July 27, 2000
Oscar Shumsky, Violinist in the Grand Romantic Tradition, Dies at 83
By ALLAN KOZINN
Oscar Shumsky, a violinist and conductor who was renowned for the beauty
of his sound and the luminous musicality of his performances of Bach,
Mozart and Brahms, died on Monday at his home in Rye, N.Y. He was 83.
Mr. Shumsky was one of the last students of Leopold Auer, the legendary
Russian violinist who also taught Jascha Heifetz, Mischa Elman and Efrem
Zimbalist. When Auer died in 1930, Zimbalist took over Shumsky's training
and reinforced the grandly Romantic, communicative interpretive style that
was the principal hallmark of the early 20th-century Russian violin school.
Although he never became a household name on the order of Heifetz, he
commanded tremendous respect among musicians throughout his career, not
only for his solo performances but also for the passion he brought to
chamber music and orchestral playing. That quality was something he
passed on to many of his students, who included Eugene Drucker and Philip
Setzer of the Emerson String Quartet; Ida Kavafian; Eliot Chapo, a former
concertmaster with the New York Philharmonic. and Guillermo Figueroa, the
concertmaster of the New York City Ballet Orchestra.

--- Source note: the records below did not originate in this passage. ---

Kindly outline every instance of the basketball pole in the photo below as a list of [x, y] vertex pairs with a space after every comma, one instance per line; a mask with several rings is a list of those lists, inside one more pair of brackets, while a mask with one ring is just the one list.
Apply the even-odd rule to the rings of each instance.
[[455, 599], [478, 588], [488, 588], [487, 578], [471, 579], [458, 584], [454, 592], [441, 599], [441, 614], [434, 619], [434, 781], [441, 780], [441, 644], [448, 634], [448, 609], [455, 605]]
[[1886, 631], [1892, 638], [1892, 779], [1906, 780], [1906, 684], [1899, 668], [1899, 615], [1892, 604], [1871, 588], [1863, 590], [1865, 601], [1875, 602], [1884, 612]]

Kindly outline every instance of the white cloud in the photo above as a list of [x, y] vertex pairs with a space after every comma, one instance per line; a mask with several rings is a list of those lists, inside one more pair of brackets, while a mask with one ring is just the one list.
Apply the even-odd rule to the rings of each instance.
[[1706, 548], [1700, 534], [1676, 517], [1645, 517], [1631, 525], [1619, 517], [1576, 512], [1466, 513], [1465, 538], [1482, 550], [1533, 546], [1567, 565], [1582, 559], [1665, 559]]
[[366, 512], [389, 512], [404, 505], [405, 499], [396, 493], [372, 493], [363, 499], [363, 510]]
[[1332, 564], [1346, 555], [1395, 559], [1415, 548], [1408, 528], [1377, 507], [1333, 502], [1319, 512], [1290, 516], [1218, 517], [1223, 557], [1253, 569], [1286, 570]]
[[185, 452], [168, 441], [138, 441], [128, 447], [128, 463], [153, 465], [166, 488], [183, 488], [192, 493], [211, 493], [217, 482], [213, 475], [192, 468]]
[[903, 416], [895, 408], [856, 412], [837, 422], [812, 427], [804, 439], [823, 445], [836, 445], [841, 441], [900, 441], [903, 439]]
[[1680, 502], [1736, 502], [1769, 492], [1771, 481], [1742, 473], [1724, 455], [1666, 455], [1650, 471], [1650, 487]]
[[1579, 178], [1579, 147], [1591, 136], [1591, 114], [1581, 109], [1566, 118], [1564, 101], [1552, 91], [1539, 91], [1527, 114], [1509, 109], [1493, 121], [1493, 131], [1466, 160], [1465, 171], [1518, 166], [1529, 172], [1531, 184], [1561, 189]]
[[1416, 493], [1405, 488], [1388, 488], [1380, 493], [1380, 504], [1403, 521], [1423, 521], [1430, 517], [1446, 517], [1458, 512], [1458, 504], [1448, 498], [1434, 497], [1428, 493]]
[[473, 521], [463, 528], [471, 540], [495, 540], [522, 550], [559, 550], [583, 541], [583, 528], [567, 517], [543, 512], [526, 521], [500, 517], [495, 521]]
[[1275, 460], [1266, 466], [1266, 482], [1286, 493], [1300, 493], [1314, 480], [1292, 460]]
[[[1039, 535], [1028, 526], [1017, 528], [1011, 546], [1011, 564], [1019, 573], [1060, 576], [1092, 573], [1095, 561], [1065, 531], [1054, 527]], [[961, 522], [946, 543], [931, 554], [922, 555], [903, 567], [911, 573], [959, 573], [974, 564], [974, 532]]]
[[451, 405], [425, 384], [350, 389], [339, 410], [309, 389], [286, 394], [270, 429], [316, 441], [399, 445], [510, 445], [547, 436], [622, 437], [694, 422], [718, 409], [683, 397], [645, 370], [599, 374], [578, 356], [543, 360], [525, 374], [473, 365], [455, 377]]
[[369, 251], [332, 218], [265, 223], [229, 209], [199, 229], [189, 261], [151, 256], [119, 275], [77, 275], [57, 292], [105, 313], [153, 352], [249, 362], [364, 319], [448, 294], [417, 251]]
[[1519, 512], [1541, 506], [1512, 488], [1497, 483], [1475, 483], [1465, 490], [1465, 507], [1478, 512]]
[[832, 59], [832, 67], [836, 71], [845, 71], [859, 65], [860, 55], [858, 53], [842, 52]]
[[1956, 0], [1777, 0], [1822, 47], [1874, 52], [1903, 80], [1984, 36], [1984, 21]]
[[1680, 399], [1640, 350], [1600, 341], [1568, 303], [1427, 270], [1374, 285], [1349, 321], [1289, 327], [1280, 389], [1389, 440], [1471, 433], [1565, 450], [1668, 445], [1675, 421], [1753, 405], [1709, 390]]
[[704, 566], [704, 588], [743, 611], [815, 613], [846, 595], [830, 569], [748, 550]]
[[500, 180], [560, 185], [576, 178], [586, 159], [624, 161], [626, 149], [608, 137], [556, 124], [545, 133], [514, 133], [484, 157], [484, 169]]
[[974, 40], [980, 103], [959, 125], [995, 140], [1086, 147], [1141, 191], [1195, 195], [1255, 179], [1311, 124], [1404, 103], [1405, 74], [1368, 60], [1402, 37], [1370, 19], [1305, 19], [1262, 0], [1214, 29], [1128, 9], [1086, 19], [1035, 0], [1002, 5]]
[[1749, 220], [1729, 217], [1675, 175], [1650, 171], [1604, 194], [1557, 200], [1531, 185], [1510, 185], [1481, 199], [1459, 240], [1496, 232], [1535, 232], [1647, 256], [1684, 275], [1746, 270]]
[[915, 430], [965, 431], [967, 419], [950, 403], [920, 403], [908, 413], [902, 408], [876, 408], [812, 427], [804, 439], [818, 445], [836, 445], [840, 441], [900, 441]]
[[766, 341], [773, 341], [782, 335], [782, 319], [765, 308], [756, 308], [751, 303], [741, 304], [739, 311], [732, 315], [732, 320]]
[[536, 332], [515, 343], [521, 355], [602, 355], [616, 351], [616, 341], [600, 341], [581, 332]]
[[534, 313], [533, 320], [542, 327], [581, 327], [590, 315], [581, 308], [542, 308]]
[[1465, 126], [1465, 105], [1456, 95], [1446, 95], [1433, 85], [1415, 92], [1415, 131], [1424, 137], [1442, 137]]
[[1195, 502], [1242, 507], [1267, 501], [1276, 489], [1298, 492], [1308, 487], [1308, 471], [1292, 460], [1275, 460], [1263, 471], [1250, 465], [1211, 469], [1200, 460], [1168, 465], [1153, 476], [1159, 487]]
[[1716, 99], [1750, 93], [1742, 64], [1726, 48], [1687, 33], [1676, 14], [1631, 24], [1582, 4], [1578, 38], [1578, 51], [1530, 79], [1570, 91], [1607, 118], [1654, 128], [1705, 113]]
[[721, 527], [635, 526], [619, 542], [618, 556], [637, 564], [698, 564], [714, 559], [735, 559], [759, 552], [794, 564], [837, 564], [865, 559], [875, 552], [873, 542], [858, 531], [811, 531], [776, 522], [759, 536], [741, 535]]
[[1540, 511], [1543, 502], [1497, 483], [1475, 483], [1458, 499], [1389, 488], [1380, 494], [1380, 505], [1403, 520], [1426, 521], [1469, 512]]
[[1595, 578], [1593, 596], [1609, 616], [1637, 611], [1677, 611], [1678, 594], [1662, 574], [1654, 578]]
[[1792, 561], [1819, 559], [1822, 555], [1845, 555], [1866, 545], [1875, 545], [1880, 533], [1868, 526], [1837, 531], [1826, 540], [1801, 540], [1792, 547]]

Mr. Shumsky was born in Philadelphia on March 23, 1917, and began studying
the violin with Albert Meiff when he was 4. When he was 8, he played a
concerto at a Philadelphia Orchestra youth concert conducted by Leopold
Stokowski, and that same year he began his studies with Auer, at first
privately in New York and later at the Curtis Institute of Music in
Philadelphia.
Mr. Shumsky studied at Curtis until 1936, and he continued to
work privately with Zimbalist until 1938. By then, he was a seasoned
professional, having performed the Brahms and Elgar concertos with the
Philadelphia Orchestra on tour in 1932.
In 1939 he joined Toscanini's orchestra, the NBC Symphony, where he met
the violist William Primrose. Mr. Shumsky became the first violinist in
the Primrose Quartet, which made several classic recordings (among them the
Brahms Quartets) in the early 1940's. In the 1950's, he began playing the
viola both in chamber performances and in recitals, and he often included
unaccompanied works for both instruments on his programs. He also took up
conducting in the 1950's, and made his podium debut in Canada, with the
National Festival Orchestra in 1959. Other orchestras he conducted over
the years include the Westchester Symphony, the San Francisco Symphony and
the Mostly Mozart Orchestra.
By the 1970's, Mr. Shumsky's performing schedule had dwindled as a taste
for modern, streamlined interpretations eclipsed the Romantic style in
which he specialized. Nevertheless, he became a revered teacher on the
faculties of the Juilliard School, the Curtis Institute and Yale
University.
He is survived by two sons, Eric, of Chicago, and Noel, of Connecticut.